The film, available on iTunes, Amazon, and YouTube, seems the "kickstart" to Morris' and Evers' mark on modern technology. They've since worked together on four feature screenplays, adapted a book, and produced the 3D short Blood Oranges, all the while developing Parked 3D.
"We want independent films and TV shows to have that same opportunity to reach the public," Morris said.
And they want those shows to be 2D- and 3D-compatible, simply viewer-friendly.
"The idea is to create a place where viewers can go that has no commercials, no distractions; it's just content that they want to watch and some of the bonus features," Morris said. "You've already paid for the show, so why should you have to watch ads?"
Enters Parked 3D, projected as a 50-minute-per-episode, 15-episode TV series free of commercials. Viewers will be able to access it through their smart phones, iPads, TVs, Xbox, laptops, and all other video devices.
Depending on Kickstarter pledges, which range from 99 cents to $10,000, users can view and access the pilot episode, interviews with cast and crew, mini games, and Facebook and Twitter integration.
"They're technically donating, but they get gifts in return," Morris said. "We want people to realize that they're important to us, and by supporting this campaign, they're helping us, too."
Ideas for Parked 3D stem from both producers' experiences. Troy, the show's main character who returns from L.A. to a Washington theme park after his father dies of a heart attack, discovers the mystery of the life he left behind. Though his father is still alive, and doesn't run a theme park, Morris stitched his story -- how his and his father's relationship changed when he moved to L.A. -- into the show's plot.
"I want to take people through that journey," Morris said. "It's something everyone has to go through, really learning who their dad is."
When Evers moved to L.A. after high school, he worked at Universal Studios, where he learned the intricacies of a theme park. From pushing the "Go" button for the ride to running it in its entirety, Evers discovered theme-park living.
"It's really incredibly fascinating; there are so many bells and whistles and little trinkets, it's really exciting to share that with everyone," he said. "I think they'll be entertained."
The duo plans to produce four seasons of Parked 3D. Michael Piccirilli (Troy) and Samantha Lockwood (his girlfriend Larissa) play the show's main roles, while Carol Ann Susi of the popular CBS show The Big Bang Theory will play Tina, a bartender with the hots for Troy.
Though the script has received interest from major TV networks, Morris and Evers want to keep it how it is. App-based TV is where it's at.

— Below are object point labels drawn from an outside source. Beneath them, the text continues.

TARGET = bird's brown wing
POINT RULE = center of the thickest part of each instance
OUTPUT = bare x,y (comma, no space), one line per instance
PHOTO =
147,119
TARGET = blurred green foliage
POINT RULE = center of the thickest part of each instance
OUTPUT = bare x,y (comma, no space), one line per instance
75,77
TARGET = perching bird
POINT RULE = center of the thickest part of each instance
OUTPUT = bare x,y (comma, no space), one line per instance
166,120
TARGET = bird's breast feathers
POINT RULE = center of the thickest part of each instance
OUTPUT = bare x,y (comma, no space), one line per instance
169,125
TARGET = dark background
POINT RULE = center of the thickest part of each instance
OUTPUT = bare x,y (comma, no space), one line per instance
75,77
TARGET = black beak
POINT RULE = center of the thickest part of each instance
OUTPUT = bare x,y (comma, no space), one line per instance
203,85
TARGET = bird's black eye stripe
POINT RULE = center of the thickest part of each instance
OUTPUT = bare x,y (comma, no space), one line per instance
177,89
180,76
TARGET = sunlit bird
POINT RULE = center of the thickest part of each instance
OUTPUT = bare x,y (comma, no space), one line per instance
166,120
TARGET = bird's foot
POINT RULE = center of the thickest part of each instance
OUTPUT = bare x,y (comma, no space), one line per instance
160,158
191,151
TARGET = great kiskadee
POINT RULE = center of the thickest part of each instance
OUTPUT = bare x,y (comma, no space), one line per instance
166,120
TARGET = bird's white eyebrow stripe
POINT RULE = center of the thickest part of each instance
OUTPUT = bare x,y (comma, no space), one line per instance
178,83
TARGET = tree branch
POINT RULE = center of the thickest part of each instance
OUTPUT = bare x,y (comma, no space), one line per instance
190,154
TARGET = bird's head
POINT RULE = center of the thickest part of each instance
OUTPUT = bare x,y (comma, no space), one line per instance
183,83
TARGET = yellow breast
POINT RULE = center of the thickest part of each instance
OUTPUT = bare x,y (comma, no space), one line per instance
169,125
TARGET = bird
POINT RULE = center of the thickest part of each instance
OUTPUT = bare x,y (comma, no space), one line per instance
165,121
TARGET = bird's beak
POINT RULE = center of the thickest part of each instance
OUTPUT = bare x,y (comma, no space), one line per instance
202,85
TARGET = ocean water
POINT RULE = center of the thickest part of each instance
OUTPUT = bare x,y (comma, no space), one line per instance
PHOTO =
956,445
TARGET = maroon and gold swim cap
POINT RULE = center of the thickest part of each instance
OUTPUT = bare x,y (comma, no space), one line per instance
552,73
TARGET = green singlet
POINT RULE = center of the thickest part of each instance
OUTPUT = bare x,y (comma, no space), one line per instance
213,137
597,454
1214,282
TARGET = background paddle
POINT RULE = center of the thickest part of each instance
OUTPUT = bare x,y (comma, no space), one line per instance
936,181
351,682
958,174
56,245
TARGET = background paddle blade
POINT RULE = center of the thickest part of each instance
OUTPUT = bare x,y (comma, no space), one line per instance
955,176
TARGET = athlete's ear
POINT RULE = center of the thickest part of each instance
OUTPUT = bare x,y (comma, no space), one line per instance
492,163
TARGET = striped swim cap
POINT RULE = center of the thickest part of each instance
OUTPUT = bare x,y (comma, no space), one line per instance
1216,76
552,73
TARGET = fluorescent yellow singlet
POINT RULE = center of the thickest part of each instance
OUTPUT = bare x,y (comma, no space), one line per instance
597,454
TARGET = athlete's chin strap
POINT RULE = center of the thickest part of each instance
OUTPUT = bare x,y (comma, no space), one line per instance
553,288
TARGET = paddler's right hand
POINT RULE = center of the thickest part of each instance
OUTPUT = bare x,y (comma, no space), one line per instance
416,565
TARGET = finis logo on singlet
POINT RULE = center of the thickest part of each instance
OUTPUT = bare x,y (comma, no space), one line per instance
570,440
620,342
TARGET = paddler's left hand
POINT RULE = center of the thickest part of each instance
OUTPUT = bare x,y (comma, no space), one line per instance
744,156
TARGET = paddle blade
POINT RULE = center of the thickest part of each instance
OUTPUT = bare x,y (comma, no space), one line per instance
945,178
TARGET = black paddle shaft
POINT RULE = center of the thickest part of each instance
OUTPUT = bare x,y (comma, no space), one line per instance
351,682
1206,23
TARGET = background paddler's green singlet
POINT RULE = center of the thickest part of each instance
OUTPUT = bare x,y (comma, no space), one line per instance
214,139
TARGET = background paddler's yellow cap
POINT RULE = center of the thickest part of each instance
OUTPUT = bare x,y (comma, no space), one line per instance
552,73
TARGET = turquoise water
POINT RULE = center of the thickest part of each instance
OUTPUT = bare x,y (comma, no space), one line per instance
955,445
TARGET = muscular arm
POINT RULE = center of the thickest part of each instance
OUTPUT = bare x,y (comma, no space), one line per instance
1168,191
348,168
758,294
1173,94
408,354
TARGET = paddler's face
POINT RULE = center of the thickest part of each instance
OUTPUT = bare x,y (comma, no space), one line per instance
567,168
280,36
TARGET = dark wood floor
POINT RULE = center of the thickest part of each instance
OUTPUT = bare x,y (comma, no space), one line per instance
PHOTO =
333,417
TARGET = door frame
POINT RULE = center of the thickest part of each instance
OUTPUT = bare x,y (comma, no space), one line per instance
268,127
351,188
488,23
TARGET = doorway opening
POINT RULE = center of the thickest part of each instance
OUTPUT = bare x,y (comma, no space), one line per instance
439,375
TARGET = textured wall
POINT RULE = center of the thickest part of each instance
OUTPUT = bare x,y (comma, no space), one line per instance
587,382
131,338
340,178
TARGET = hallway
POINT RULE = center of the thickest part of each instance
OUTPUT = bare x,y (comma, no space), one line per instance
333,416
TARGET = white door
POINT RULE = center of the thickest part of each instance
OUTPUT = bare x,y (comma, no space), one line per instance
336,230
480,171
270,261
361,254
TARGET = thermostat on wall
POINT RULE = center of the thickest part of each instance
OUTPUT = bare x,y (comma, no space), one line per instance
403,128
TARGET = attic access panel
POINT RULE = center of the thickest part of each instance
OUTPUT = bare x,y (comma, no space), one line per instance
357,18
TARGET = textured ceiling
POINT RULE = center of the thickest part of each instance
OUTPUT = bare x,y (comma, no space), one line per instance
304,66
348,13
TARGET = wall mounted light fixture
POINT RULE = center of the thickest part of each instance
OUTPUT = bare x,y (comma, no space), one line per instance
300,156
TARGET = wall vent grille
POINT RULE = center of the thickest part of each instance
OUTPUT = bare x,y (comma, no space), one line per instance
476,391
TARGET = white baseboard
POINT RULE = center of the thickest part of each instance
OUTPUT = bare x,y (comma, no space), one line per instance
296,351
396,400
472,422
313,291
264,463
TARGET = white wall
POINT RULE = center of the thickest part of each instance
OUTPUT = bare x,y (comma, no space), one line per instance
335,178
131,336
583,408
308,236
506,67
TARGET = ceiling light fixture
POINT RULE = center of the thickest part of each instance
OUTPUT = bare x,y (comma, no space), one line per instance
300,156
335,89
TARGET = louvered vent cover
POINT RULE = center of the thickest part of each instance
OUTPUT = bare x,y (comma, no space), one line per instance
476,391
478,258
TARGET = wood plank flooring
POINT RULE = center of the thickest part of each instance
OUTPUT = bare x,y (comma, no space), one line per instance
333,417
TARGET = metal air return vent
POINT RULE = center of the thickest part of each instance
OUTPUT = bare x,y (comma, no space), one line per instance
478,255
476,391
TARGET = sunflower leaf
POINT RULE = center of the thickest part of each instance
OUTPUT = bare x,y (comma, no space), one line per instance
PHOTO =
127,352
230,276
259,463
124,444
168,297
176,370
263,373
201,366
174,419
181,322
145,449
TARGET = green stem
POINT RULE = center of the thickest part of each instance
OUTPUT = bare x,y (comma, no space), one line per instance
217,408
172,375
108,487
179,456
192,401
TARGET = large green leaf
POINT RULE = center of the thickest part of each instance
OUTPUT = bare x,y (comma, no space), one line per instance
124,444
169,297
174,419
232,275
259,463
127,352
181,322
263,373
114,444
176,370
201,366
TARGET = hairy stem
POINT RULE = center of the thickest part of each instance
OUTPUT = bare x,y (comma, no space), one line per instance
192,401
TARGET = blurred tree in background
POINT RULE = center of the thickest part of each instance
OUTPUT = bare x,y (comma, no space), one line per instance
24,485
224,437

"Pretty much anything with a video device will probably have apps on it," Evers said. "You'll be able to access it across all platforms."
Times have changed since the two left McKinney not even eight years ago. App-based TV is next in line. And they're ready.
"It allows people to basically customize their cable," Morris said. "It enables viewers to access the content they want to watch, nothing else."